E lo fa in base a una simulazione di impatto sul Pil globale determinata dai trend tracciati da Fmi e Bloomberg Economics. Per carità, tutta teoria. Tesi empiriche. Ma il raffronto con le principali crisi sistemiche recenti è addirittura impietoso. Praticamente una capacità recessiva doppia di quella della pandemia da Covid e della crisi innescata dal fallimento di Lehman Brothers. E tanto per rendere noto come non intenda accettare la pur minima intromissione nel voto, Pechino ha sanzionato 5 aziende del comparto difesa statunitense: Bae Systems Land and Armament, Alliant Techsystems Operation, AeroVironment, ViaSat e Data Link Solutions. Tutte coinvolte a vario titolo nella fornitura di armi, tecnologia e strumentazione a Taiwan. E al netto dell’ultimo pacchetto di aiuti militari da 300 milioni varato dal Congresso solo un mese fa, il fatto che nessuna di queste imprese operi direttamente in Cina rende ancora più esplicito il carattere simbolico e di avvertimento della mossa del ministero degli Esteri cinese. Il tutto a pochi giorni dall’arresto di un consulente di un’azienda britannica con l’accusa di essere una spia del MI6. Insomma, Taipei equivale all’alta tensione.

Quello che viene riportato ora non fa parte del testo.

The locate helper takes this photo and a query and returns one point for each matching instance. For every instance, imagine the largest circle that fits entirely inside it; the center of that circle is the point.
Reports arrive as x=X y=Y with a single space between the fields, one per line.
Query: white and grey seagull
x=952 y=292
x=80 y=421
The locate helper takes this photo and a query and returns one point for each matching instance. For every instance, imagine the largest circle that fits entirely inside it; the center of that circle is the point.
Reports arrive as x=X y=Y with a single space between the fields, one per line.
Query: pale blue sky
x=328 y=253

Chi tocca, muore. O quantomeno rischia seriamente di bruciarsi.
In compenso, una situazione simile appare a dir poco perfetta per un anno elettorale come quello che si è appena aperto. Soprattutto per Joe Biden. Praticamente, un effetto deterrenza degna della dottrina del Dottor Stranamore. E senza data di scadenza. E utilizzabile alla bisogna, sia a livello di disputa commerciale, sia a livello di intorbidimento delle acque grazie alla ciclica campagna in sostegno dei diritti civili e dell’opposizione taiwanese. Già visto come scenario. Di recente. E perfettamente in grado di catalizzare, oltre all’attenzioni, soprattutto le prezzature degli assets. Con una Cina al quarto anno di Borsa in rosso e con l’economia in rallentamento, nonostante iniezioni record di liquidità, ecco che un possibile jo-jo geopolitico da armageddon può garantire qualsiasi tipo di cambio di politica a Governi e consessi internazionali. E, soprattutto, Banche centrali.

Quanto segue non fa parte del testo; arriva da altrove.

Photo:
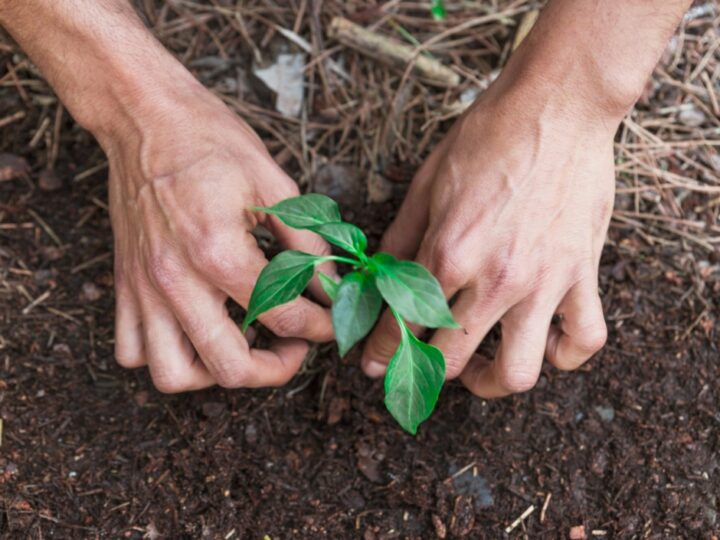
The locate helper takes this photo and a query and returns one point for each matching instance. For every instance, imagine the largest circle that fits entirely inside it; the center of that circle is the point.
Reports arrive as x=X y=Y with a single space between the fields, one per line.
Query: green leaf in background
x=355 y=309
x=412 y=291
x=305 y=211
x=413 y=380
x=344 y=235
x=329 y=285
x=282 y=280
x=437 y=8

Prepariamoci quindi a un anno in cui si sprecheranno gli avvisi delle varie intelligence occidentali per un’invasione cinese ormai imminente. Un po’ come il default di Evergrande. Nel frattempo, lo spauracchio di quell’impatto sul Pil globale farà il resto. Oliando a dovere le stampanti di Fed e soci. Just in case.